Também, é claro que, pelas mesmas circunstâncias, pode abrir um rasgo na vida de um homem. E cada sujeito que se lança no salto no escuro da singularidade do vir-a-ser uma mãe ou um pai, invariavelmente é confrontado com necessidades que impelem a ir além do que se está acostumado, isto é, a alterar o estado normal das coisas. Como cada um lidará com essas confrontações e quanto se permitirá a transformar suas íntimas normalidades, é outra história. Mas o portal se abre como uma fenda bem embaixo dos pés, revelando dúvidas e angústias, o intraduzível da experiência e o baita trabalho que é criar um filho. Assim, diante dessas novas possibilidades que alteram as peças do jogo do viver, seria relevante questionar até que ponto as experiências da maternidade e da paternidade podem ser mesmo confinadas à esfera privada. Que lugares lhe são destinados pelo corpo social? Como esses lugares são acolhidos e como são assentadas as suas diferenças na nossa cultura?

Para tentar responder algumas nuances dessas questões, me lanço a fazer uma escuta de silenciamentos. De modo geral, diria que tanto o lugar da maternidade como o da paternidade são pouquíssimos acolhidos. O que acontece em casa, na chamada “vida privada”, não diz respeito à vida pública. Aliás, já nem sabemos o que poderia ser o oposto do público sem ser o privado privatizado, em sua lógica que mura a troca de experiências e laços entre as pessoas. Como você está? Precisa de uma ajuda? Quer conversar? Não. Nenhuma palavra de acolhimento. Mas a criança é linda! Que bebê fofinho! Muitas vezes, a graciosidade da criança é tomada como tapume neutralizador das angústias que os pais possam estar vivendo o que, por sua vez, se configura como um modo de desumaniza-los. Esse modus operandi faz lembrar o famoso “eu quero esses relatórios na minha mesa amanhã de manhã”. E se algum erro for encontrado, não interessa o corpo fatigado pela falta de dormir, fatiado pela disjunção de viver tendo que fingir que nada demais está acontecendo nesses primeiros tempos da chegada do filho, o Outro empresarial cobra e exige a eficiência acima de tudo, silenciando quaisquer irrupções do mal-estar que venha pular o muro, sob pena de alta reprimenda.

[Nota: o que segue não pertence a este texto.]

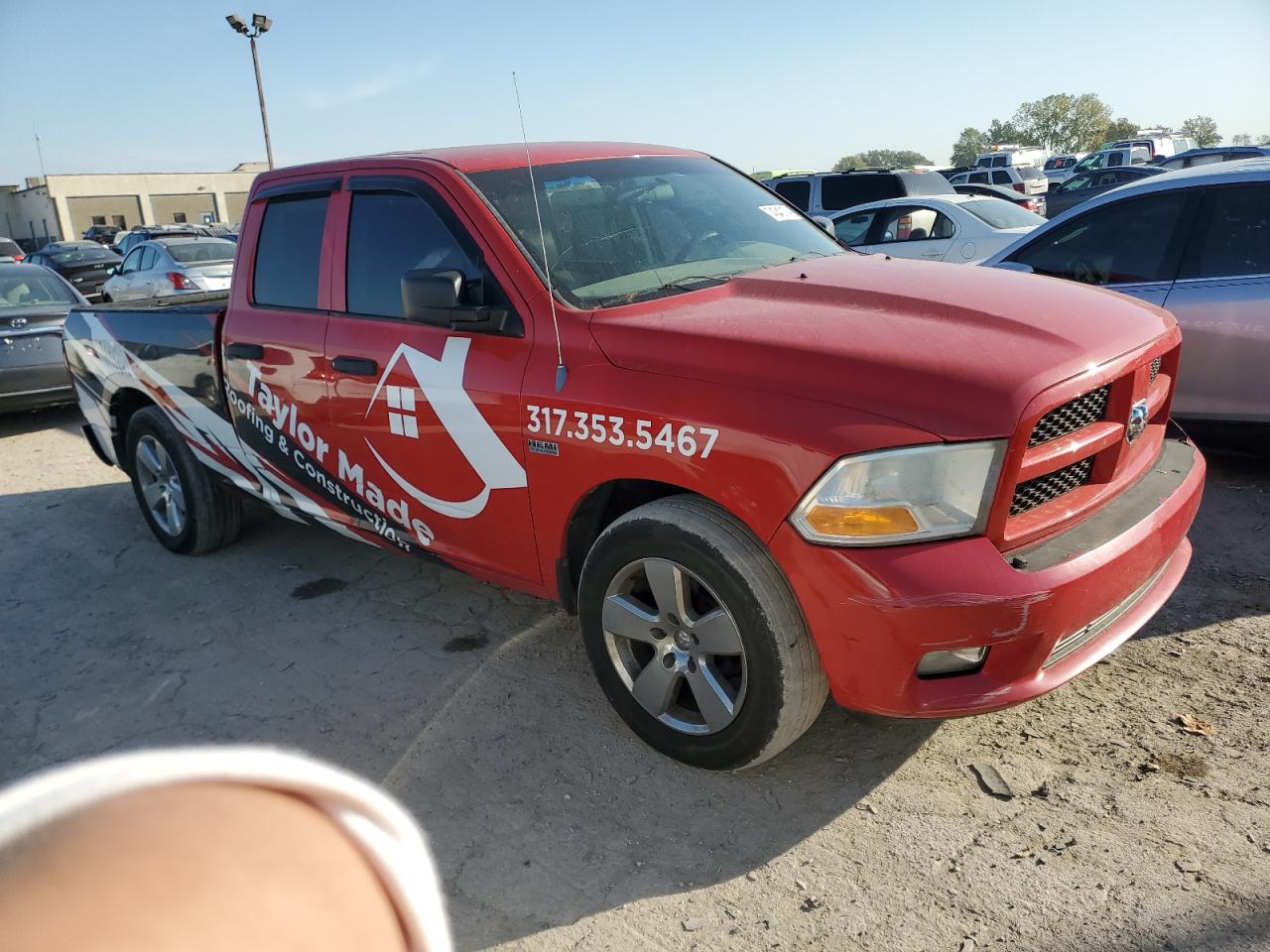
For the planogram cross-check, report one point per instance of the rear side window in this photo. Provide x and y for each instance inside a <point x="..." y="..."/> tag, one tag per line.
<point x="846" y="190"/>
<point x="289" y="252"/>
<point x="390" y="234"/>
<point x="1116" y="244"/>
<point x="797" y="193"/>
<point x="1237" y="239"/>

No entanto, os não acolhimentos, os silenciamentos e as desumanizações, apresentam variantes específicas quando se trata da paternidade ou da maternidade. Para as mulheres, é frequente que apareçam já desde a infância por meio de um ideário biologizante e mecanicista que se apropria de seus corpos e as desumanizam como máquina res extensa: “as mulheres foram programadas para isso, no fundo sabem o que fazer porque ser mãe faz parte de suas naturezas”. “Veja aquela menininha como cuida da boneca, parece que já nasceu sabendo” – como se ela não tivesse sido ensinada a fazer isso. Nesse ponto, cabe dizer que “a mãe” transcende o corpo da mulher. A mãe também é uma instância, um denominador comum que condensa a insígnia que ativa fantasias primitivas inconscientes, que retornam, buscando ‘A’ grande mãe mítica de tudo provedora, aquela que acolhe. Fantasias essas que ajudam a compor o escoramento de uma fantasia ideológica de apelo naturalista que tenta fazer coincidir a construção simbólica do lugar de mãe com um corpo natural apto para gerar outro ser humano, fazendo com que a sociedade se desimplique de suas transmissões e destine a maternidade, logo de início, ao duplo silenciamento: diante do corpo empurrado ao mítico lugar e diante da liberação dos homens da construção de pai, já que diferente delas, “eles não nasceram para isso”.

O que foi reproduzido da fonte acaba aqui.